When Wal-Mart began its $4 program in the fall of 2006, there were many skeptics, as well as competitors who hoped it would soon go away.
No such luck. While the three major drug store chains have stayed on the sidelines, many supermarket chains, as well as Target, have joined the fray with programs offering $4 prescriptions or free antibiotics.
Just recently, Kroger completed the chainwide rollout of its $4 generics program, in the process becoming the second-biggest in the country, with its 1,900 pharmacies. Over 300 generic medications are covered by the program, with a 30-day supply. Family planning drugs are priced at $9.
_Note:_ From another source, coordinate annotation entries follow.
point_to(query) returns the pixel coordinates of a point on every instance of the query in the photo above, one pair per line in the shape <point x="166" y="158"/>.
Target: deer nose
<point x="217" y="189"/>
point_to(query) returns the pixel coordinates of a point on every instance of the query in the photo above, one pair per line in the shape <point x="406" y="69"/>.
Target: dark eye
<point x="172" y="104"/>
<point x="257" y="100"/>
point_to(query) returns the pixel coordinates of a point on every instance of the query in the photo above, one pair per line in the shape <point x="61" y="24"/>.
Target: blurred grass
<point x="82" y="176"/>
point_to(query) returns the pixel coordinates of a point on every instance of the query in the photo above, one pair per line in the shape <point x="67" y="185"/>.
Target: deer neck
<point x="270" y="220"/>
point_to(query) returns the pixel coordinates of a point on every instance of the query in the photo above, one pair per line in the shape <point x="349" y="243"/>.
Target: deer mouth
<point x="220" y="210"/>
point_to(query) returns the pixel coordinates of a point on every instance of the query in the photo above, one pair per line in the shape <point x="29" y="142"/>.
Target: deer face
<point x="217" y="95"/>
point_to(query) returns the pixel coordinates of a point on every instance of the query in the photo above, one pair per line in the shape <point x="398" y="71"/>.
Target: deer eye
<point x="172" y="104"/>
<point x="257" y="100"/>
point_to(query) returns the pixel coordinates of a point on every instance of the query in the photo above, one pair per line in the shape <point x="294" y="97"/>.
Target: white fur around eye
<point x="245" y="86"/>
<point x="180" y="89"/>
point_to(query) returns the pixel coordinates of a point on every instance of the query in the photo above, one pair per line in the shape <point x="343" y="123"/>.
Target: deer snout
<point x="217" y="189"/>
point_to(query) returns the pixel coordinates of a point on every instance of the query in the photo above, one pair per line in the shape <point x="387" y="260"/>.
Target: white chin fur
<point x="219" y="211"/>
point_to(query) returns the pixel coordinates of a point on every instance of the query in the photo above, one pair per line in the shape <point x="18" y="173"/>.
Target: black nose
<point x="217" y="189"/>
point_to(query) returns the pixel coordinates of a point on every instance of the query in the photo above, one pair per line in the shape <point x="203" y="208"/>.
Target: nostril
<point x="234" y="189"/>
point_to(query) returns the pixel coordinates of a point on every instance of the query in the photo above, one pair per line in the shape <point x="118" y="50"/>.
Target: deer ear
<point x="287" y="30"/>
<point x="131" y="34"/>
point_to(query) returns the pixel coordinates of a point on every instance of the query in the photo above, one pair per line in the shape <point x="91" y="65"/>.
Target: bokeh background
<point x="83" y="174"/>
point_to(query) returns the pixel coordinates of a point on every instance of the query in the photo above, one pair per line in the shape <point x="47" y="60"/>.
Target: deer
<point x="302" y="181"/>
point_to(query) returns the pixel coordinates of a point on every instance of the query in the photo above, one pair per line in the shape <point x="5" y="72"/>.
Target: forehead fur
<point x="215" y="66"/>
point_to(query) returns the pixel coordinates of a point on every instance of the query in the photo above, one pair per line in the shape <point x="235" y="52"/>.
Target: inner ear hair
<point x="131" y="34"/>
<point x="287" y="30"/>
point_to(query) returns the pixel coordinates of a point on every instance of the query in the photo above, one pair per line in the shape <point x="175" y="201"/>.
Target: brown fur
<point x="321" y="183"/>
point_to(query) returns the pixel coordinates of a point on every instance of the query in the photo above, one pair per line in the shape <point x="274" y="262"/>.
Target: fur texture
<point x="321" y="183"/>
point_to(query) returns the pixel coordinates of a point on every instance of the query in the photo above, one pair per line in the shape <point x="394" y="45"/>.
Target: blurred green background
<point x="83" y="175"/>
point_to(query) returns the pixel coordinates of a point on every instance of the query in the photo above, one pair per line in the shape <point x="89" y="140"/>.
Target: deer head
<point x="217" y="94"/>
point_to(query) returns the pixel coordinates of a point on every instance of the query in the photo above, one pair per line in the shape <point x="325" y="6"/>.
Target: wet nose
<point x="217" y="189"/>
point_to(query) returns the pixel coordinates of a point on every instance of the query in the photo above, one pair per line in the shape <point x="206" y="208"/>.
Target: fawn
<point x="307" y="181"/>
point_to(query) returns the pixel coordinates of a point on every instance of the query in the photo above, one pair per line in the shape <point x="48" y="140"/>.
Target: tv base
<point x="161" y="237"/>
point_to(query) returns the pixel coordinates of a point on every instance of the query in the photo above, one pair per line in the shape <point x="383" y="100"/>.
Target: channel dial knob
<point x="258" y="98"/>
Other supermarkets with discount generics or free antibiotics include Giant Eagle, Hy-Vee, Meijer, Martin's, Bashas', Schnucks and Publix.
Initially, the programs were designed to help those without insurance, but as costs rise, patients are frequently weighing a $4 monthly script against their insurance co-pay. A discussion of generic drugs offered by the local supermarket or mass merchant store is now part of many consultations with physicians.
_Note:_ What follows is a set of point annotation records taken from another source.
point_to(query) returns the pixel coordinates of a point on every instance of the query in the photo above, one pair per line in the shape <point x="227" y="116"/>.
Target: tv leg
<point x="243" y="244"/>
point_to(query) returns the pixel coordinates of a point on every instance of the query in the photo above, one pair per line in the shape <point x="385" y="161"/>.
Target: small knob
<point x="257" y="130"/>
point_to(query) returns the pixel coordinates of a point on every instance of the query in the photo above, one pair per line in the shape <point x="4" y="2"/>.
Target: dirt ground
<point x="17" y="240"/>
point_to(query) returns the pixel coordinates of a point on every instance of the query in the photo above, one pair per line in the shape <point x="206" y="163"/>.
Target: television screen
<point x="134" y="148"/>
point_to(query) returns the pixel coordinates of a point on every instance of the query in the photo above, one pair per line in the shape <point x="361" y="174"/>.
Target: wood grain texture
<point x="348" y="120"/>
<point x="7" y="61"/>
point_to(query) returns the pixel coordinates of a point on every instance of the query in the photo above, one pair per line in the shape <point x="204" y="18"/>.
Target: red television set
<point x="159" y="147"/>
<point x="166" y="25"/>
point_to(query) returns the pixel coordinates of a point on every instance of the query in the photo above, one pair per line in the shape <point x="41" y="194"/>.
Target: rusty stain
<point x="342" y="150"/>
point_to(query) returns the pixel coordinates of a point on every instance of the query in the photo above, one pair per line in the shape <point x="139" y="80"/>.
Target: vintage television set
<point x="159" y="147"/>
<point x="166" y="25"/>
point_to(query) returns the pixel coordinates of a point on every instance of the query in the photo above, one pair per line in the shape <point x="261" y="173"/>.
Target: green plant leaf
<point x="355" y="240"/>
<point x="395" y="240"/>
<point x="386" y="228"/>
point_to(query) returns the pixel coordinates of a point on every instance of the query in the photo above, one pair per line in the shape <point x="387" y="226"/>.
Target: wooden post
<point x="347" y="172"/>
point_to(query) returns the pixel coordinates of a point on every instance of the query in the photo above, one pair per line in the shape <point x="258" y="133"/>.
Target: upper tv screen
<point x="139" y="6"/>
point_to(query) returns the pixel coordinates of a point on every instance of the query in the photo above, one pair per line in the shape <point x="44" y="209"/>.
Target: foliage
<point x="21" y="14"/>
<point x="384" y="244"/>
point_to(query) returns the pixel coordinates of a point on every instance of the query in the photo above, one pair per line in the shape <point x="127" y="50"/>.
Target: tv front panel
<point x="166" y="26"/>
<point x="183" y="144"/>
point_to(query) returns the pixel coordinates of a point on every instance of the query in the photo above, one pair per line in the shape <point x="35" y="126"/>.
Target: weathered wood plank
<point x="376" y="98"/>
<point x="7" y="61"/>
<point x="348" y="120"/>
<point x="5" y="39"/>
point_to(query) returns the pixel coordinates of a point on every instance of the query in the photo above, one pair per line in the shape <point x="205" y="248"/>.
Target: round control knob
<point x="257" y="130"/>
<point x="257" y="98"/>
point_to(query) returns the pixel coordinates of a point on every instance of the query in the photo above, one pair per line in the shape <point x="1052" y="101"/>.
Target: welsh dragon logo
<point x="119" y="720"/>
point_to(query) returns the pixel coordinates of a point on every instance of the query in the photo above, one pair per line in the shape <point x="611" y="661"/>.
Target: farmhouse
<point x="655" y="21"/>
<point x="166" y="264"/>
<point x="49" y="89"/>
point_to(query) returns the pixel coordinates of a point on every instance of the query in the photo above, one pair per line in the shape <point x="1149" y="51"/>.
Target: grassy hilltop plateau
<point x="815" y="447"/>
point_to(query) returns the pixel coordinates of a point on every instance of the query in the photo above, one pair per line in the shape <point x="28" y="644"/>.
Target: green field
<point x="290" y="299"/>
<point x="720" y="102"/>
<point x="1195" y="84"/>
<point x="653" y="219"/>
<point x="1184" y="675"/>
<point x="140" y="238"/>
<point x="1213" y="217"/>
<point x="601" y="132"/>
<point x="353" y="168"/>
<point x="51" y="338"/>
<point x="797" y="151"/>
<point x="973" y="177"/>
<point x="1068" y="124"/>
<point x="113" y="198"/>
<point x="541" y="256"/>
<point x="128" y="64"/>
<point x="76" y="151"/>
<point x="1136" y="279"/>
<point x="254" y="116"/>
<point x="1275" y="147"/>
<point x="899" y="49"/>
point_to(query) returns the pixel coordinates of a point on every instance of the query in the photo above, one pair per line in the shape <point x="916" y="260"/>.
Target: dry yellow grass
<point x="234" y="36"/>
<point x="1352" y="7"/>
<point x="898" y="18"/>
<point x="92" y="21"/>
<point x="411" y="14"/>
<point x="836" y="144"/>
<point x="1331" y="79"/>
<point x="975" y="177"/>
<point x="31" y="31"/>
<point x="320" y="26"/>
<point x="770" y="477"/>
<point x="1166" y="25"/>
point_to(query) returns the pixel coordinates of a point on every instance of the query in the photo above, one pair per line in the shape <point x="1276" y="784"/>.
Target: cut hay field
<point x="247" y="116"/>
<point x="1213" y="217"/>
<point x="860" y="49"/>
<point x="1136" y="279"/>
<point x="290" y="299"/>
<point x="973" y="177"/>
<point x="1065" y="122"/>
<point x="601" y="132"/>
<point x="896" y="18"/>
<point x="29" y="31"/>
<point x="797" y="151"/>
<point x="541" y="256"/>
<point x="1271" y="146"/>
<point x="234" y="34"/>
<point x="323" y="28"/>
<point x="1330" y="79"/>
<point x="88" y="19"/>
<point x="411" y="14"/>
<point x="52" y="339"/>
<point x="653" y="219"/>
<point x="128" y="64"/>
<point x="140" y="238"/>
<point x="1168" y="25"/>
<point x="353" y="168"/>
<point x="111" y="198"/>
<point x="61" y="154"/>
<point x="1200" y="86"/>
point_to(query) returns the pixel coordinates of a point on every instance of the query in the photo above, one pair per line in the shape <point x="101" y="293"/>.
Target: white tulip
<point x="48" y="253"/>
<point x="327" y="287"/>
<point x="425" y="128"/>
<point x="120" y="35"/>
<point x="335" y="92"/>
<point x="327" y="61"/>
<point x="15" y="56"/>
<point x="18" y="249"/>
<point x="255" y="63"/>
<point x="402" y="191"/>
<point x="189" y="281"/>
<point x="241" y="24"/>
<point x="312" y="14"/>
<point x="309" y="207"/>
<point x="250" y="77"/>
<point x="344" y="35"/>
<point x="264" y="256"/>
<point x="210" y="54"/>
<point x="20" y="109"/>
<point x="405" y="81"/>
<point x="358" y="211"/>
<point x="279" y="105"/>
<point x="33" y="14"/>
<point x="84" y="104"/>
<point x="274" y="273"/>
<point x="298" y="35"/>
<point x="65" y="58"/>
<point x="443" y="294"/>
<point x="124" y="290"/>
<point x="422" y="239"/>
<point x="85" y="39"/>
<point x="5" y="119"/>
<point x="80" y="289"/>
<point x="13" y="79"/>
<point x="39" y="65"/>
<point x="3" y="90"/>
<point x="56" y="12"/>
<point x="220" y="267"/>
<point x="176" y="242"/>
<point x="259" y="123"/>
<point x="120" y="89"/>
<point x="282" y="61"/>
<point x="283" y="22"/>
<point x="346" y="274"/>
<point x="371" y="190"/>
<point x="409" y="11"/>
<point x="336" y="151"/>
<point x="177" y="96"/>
A patient will ask the doctor: “You have been prescribing this drug, but my co-pay just went up. Can we look at something similar on my supermarket pharmacy's list?”
As a result, supermarkets have unexpectedly entered the conversation between customers and their medical professionals. With retailers looking for ways to tap the health and wellness trend, this is significant.
It indicates something those in the grocery industry have long known: They can be key players in helping customers manage their health.
What about profit? Retailers must evaluate the increased store traffic and pharmacy business against smaller margins. The cost of the drugs themselves is relatively small. Even at $4, the retailer can make money. The bigger outlay is the cost of dispensing the prescription, estimated by industry sources at about $10.
But with the success of Wal-Mart's program, and the entry of more supermarket competitors, there is an inevitability to these programs. For example, Wal-Mart said recently that the $4 program has increased its market share of the generics on the list, and resulted in over $1 billion in consumer savings.
The question remaining for the grocery trade — especially in view of its focus on health — is what does it do next? After the offer brings more customers into the store, how do they increase food and nonfood sales, particularly of items that might relate to the patient's condition?
Also, what pharmacy programs can be offered to further help individuals and gain their loyalty? How can pharmacists become more involved with their patients? And what local tie-ins can be created with the medical community to increase awareness of the generic drugs offer? Providing the list to a community's doctors in an easily accessible form might be a start.